The casino’s VIP sector is “surprisingly strong due to the return of the junket agents” under a new arrangement to lure high-rollers to the gaming tables.

According to Ben Lee, managing partner at IGamiX, in July, the VIP ratio clawed back up to 30% of pre-Covid 2019 levels, as cited in a report issued by Nikkei Asia.

Gross revenue generated from VIP gamblers surged 41.9% in the second quarter, amounting to MOP12.16 billion.

As the influx of visitors returns, revenues are on the rise in the VIP sector, showing unexpected growth following the city’s crackdown on the previously thriving junket industry.

One of the most significant crackdowns came with the swift downfall of Suncity Group back in January 2022, which once handled as much as HKD180 billion staked by high rollers in its VIP rooms in a single month, which underscores China’s severe crackdown in the world’s largest gaming hub.

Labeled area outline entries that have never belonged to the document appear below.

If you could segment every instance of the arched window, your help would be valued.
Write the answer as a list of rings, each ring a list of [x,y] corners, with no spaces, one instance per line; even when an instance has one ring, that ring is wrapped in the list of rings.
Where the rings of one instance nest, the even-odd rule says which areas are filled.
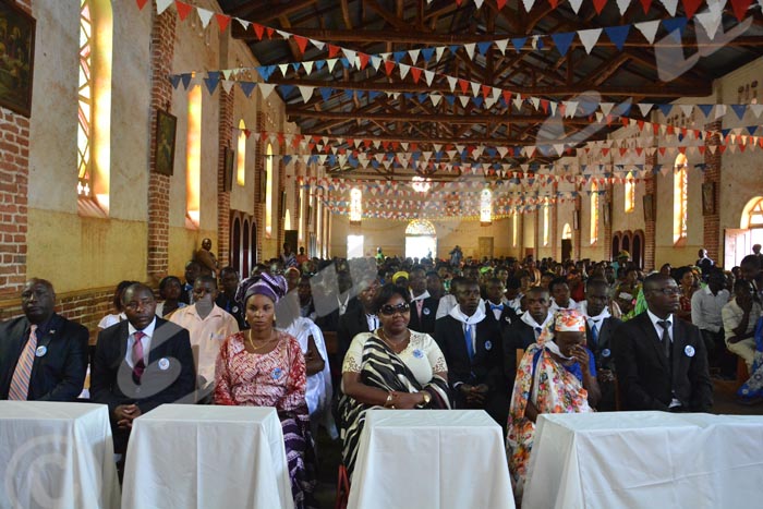
[[[687,199],[689,195],[689,179],[687,175],[687,157],[679,154],[674,166],[673,180],[673,242],[687,237]]]
[[[591,184],[591,245],[598,241],[598,185]]]
[[[628,173],[628,179],[626,180],[626,214],[632,213],[635,208],[635,183],[633,182],[632,175]]]
[[[272,234],[272,145],[265,150],[265,234]]]
[[[519,213],[514,210],[511,215],[511,247],[517,247],[517,238],[519,237],[519,233],[517,232],[518,225]]]
[[[744,206],[740,228],[763,228],[763,197],[752,198]]]
[[[487,226],[493,222],[493,193],[482,190],[480,193],[480,223]]]
[[[189,126],[185,172],[185,206],[191,222],[198,227],[202,204],[202,86],[189,92]]]
[[[239,140],[235,148],[235,183],[246,184],[246,134],[244,120],[239,121]]]
[[[550,225],[548,220],[549,208],[548,198],[546,198],[543,204],[543,245],[548,245],[548,239],[550,238]]]
[[[405,228],[405,257],[437,256],[437,230],[426,219],[414,219]]]
[[[109,210],[111,166],[110,0],[80,0],[77,83],[77,196]]]
[[[362,217],[363,193],[361,193],[361,190],[358,187],[353,187],[350,191],[350,225],[360,225]]]

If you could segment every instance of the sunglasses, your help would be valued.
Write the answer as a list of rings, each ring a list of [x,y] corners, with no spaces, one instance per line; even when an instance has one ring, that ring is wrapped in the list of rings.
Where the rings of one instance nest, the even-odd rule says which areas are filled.
[[[396,306],[391,304],[385,304],[379,310],[379,313],[382,313],[385,316],[392,316],[395,313],[400,313],[402,315],[408,313],[409,311],[411,311],[411,306],[403,302],[402,304],[398,304]]]

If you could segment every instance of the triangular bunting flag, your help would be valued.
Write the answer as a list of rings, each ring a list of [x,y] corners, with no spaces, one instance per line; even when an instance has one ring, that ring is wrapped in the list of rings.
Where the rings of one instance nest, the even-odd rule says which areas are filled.
[[[659,20],[645,21],[643,23],[637,23],[633,26],[641,32],[649,44],[654,44],[654,36],[657,35],[657,28],[659,28]]]
[[[628,33],[630,32],[630,26],[631,25],[621,25],[608,26],[604,28],[604,31],[607,33],[607,37],[609,37],[609,40],[611,40],[615,44],[615,47],[619,51],[622,51],[622,48],[626,44],[626,39],[628,38]]]
[[[196,8],[196,13],[198,14],[198,19],[202,20],[202,26],[204,28],[209,25],[209,21],[211,21],[211,16],[215,14],[214,12],[202,8]]]
[[[156,0],[156,13],[161,14],[165,12],[172,3],[174,0]],[[177,9],[177,7],[175,7]],[[187,15],[187,13],[185,14]]]
[[[556,45],[557,51],[559,51],[559,54],[561,54],[562,57],[567,54],[567,50],[572,44],[574,32],[562,32],[561,34],[552,34],[554,45]]]
[[[157,0],[157,7],[158,7],[158,0]],[[191,14],[191,11],[193,10],[193,5],[190,5],[185,2],[181,2],[179,0],[175,0],[174,2],[174,8],[178,10],[178,17],[180,17],[180,21],[185,21],[185,19]],[[167,9],[167,8],[165,8]],[[158,12],[158,9],[157,9]]]

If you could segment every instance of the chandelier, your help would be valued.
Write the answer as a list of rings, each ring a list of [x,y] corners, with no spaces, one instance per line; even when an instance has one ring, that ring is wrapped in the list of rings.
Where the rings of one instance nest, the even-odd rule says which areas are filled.
[[[411,187],[413,187],[413,191],[417,193],[426,193],[429,191],[429,187],[432,186],[432,183],[429,182],[429,179],[425,179],[423,177],[415,175],[412,181],[411,181]]]

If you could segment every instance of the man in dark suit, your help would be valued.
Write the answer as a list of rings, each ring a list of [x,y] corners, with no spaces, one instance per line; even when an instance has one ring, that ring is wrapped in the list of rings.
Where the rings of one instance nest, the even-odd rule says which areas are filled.
[[[468,280],[456,290],[458,305],[435,324],[435,341],[448,364],[456,407],[484,409],[506,427],[509,393],[502,368],[500,329],[480,307],[480,283]]]
[[[409,272],[411,287],[411,322],[408,328],[416,332],[435,334],[435,316],[439,300],[429,295],[426,289],[426,270],[421,265]]]
[[[644,280],[647,311],[615,331],[622,410],[706,412],[713,385],[700,329],[677,319],[680,289],[669,276]]]
[[[362,281],[358,301],[361,305],[351,307],[339,318],[337,326],[337,359],[339,364],[344,361],[344,354],[350,348],[352,338],[361,332],[371,332],[378,328],[379,319],[374,312],[374,299],[379,290],[379,280]],[[341,373],[341,365],[338,366]]]
[[[602,390],[596,405],[600,412],[617,410],[613,337],[622,322],[609,314],[609,283],[605,279],[589,279],[580,312],[585,315],[586,346],[596,361],[596,376]]]
[[[509,395],[517,378],[517,350],[525,350],[536,342],[543,327],[550,319],[548,290],[543,287],[530,287],[524,301],[528,311],[512,319],[511,327],[501,331],[504,376]]]
[[[74,401],[82,392],[89,334],[55,306],[52,284],[31,279],[21,293],[24,316],[0,325],[0,399]]]
[[[155,315],[150,288],[122,294],[126,320],[98,334],[90,399],[109,405],[114,451],[123,452],[133,420],[162,403],[194,401],[196,373],[189,331]]]

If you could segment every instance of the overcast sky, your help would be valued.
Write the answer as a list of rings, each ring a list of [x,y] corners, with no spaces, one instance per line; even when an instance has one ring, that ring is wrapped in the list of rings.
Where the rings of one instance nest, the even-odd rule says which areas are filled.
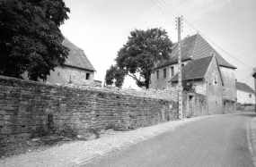
[[[256,67],[255,0],[64,0],[70,8],[69,20],[61,31],[81,47],[96,69],[95,79],[104,82],[106,70],[114,64],[118,51],[135,29],[163,28],[177,42],[175,16],[183,18],[181,38],[197,33],[230,63],[236,66],[236,79],[254,88],[250,77]],[[227,54],[226,54],[227,53]],[[247,66],[232,58],[238,59]],[[126,79],[124,88],[136,88]]]

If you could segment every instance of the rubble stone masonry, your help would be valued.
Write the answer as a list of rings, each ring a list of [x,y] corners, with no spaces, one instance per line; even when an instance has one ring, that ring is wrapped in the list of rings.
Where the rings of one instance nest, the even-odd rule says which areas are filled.
[[[177,90],[57,86],[0,76],[0,138],[128,130],[178,118]]]

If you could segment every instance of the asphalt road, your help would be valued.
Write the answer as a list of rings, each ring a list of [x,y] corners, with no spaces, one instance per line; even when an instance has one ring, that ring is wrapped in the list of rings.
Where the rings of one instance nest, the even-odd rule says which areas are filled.
[[[84,167],[254,166],[247,143],[253,113],[219,115],[191,122],[97,158]]]

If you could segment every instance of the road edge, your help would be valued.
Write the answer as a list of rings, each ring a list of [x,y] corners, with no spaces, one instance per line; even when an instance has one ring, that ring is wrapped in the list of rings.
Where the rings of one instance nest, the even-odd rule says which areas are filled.
[[[128,140],[119,146],[114,146],[112,148],[107,150],[107,151],[104,151],[104,152],[94,152],[94,153],[92,153],[90,154],[87,154],[87,155],[84,155],[84,156],[80,156],[79,158],[76,158],[67,163],[64,163],[58,167],[77,167],[77,166],[81,166],[84,163],[86,163],[87,162],[91,161],[91,160],[93,160],[93,159],[96,159],[96,158],[99,158],[101,156],[105,156],[110,153],[113,153],[113,152],[116,152],[116,151],[119,151],[125,147],[128,147],[128,146],[131,146],[133,145],[136,145],[137,143],[140,143],[142,141],[145,141],[145,140],[147,140],[151,138],[154,138],[154,137],[156,137],[162,133],[165,133],[165,132],[169,132],[169,131],[173,131],[173,129],[179,128],[179,127],[181,127],[183,125],[186,125],[188,123],[190,123],[190,122],[193,122],[193,121],[199,121],[199,120],[202,120],[206,117],[195,117],[193,120],[187,120],[187,121],[181,121],[177,125],[175,126],[168,126],[168,127],[160,127],[159,129],[157,130],[154,130],[146,135],[144,135],[144,136],[141,136],[141,137],[138,137],[136,139],[134,140]]]
[[[252,118],[247,124],[247,143],[254,166],[256,167],[256,117]]]

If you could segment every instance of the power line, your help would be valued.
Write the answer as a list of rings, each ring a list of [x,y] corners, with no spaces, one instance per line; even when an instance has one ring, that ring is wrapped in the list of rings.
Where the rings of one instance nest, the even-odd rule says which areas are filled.
[[[156,0],[159,4],[160,4],[160,5],[161,6],[163,6],[165,10],[167,10],[168,11],[168,9],[164,6],[164,5],[163,5],[162,4],[161,4],[161,2],[159,2],[158,0]],[[177,17],[177,15],[176,14],[173,14],[172,13],[170,13],[170,11],[168,11],[169,12],[169,13],[170,14],[172,14],[174,18],[176,18]]]
[[[249,77],[251,77],[251,75],[249,75],[249,76],[247,76],[246,78],[244,78],[244,79],[243,79],[242,80],[239,80],[239,81],[243,81],[243,80],[244,80],[244,79],[248,79]]]
[[[158,0],[157,0],[158,1]],[[159,1],[158,1],[159,2]],[[163,1],[163,3],[164,3],[164,1]],[[168,1],[167,1],[168,2]],[[172,12],[176,12],[178,14],[180,14],[181,15],[181,13],[177,11],[177,10],[175,10],[174,8],[172,8],[172,5],[170,4],[170,5],[168,5],[166,3],[164,3],[167,6],[168,6],[168,8],[169,9],[171,9]],[[165,8],[166,9],[166,8]],[[172,10],[173,9],[173,10]],[[169,13],[170,13],[170,11],[168,11]],[[191,27],[191,28],[193,28],[196,31],[198,31],[198,32],[199,32],[199,30],[197,29],[197,28],[195,28],[189,21],[187,21],[186,19],[184,19],[184,21]],[[185,26],[185,25],[184,25]],[[189,27],[187,27],[188,29],[190,29]],[[191,29],[190,29],[191,30]],[[226,54],[227,55],[229,55],[230,57],[232,57],[233,59],[234,59],[234,60],[236,60],[237,62],[239,62],[240,63],[242,63],[242,64],[243,64],[243,65],[245,65],[246,67],[248,67],[248,68],[250,68],[250,69],[252,69],[252,67],[250,67],[250,66],[248,66],[248,65],[246,65],[245,63],[243,63],[243,62],[241,62],[240,60],[238,60],[237,58],[235,58],[235,57],[234,57],[233,55],[231,55],[230,54],[228,54],[226,51],[225,51],[223,48],[221,48],[219,46],[217,46],[216,43],[214,43],[212,40],[210,40],[208,38],[207,38],[207,36],[205,35],[205,34],[203,34],[202,32],[200,32],[200,34],[206,38],[206,39],[207,39],[209,42],[211,42],[214,46],[216,46],[218,49],[220,49],[221,51],[223,51],[225,54]]]
[[[169,13],[166,13],[164,10],[163,10],[162,8],[161,8],[161,6],[159,6],[156,3],[154,3],[154,0],[148,0],[157,10],[159,10],[159,11],[161,11],[162,13],[164,13],[167,16],[169,16],[172,20],[171,20],[171,21],[172,22],[172,23],[174,23],[174,25],[175,25],[175,20],[172,17],[172,16],[170,16],[169,15]],[[157,6],[157,7],[156,7]],[[174,17],[175,18],[175,17]],[[173,21],[174,20],[174,21]]]

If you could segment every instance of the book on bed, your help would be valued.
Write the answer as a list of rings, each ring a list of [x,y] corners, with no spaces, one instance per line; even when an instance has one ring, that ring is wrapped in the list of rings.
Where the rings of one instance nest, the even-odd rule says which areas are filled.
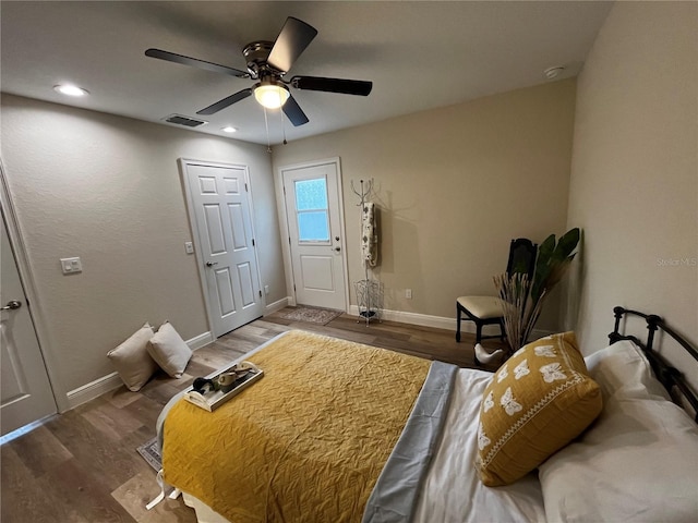
[[[264,370],[260,367],[250,362],[241,362],[212,379],[203,380],[206,385],[198,389],[195,380],[194,388],[184,393],[184,399],[205,411],[213,412],[262,376],[264,376]]]

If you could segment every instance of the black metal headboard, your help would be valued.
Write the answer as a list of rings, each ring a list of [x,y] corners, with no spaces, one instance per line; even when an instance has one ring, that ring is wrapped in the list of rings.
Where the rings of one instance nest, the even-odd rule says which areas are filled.
[[[669,364],[664,357],[662,357],[654,349],[652,348],[652,343],[654,342],[654,333],[657,330],[661,329],[666,335],[672,337],[681,346],[686,349],[686,352],[690,354],[696,361],[698,361],[698,350],[693,346],[685,338],[678,335],[675,330],[669,327],[662,318],[654,314],[643,314],[638,313],[637,311],[630,311],[625,307],[613,307],[613,314],[615,315],[615,328],[613,332],[609,335],[609,339],[611,343],[615,343],[619,340],[630,340],[636,345],[638,345],[645,352],[647,360],[650,362],[652,366],[652,370],[657,375],[657,378],[662,382],[664,388],[670,392],[670,394],[674,394],[676,390],[678,390],[683,397],[690,404],[694,413],[696,423],[698,423],[698,396],[693,389],[689,387],[688,382],[684,378],[684,375],[675,367]],[[630,316],[639,316],[645,318],[647,321],[647,342],[640,341],[635,336],[626,336],[621,335],[618,329],[621,327],[621,318],[624,315]]]

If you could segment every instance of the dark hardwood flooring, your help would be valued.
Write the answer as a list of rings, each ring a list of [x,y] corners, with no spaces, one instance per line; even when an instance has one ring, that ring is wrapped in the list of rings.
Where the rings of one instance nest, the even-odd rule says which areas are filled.
[[[194,352],[181,379],[156,375],[141,391],[121,387],[57,415],[0,449],[2,523],[195,522],[194,511],[166,499],[152,511],[156,474],[135,448],[155,436],[165,403],[194,377],[222,367],[280,332],[302,329],[468,367],[472,335],[397,324],[357,323],[342,315],[322,326],[279,313],[252,321]],[[490,343],[496,345],[496,342]]]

In the city’s biggest gaming law overhaul, junket agents will only be able to grant credit to gamblers to play in the local casinos if such promoters have a formal contract with the concessionaire allowing such an activity.

Junkets have historically provided a service that is part-upscale travel agent and part-money changer for big spenders in Macau.

The deposits of these companies serve as a guarantee that they comply with their legal obligations and will pay any fines that may be incurred because of their activities.

Back in December 2021, Chief Executive Ho Iat Seng admitted that the existence of junket operators was a “problem” for Macau.

Under the new law, each junket licensee is required to provide a guarantee of MOP1.5 million, while the highest junket commission rate is capped at 1.25%  of the total rolling amount.

The junket agents are just “keeping their relationships with the players warm in Macau until such time as they all can leave for other countries,” Lee said.

An anonymous analyst has said that Beijing’s crackdown and higher taxes make Macau only a temporary location for agents to maintain customer relationships because they have “nowhere else to go,” as cited in the report.

Data from the China Tourism Academy shows that Macau is the top destination, with 50.9% of Chinese outbound tourists in the first half of the year.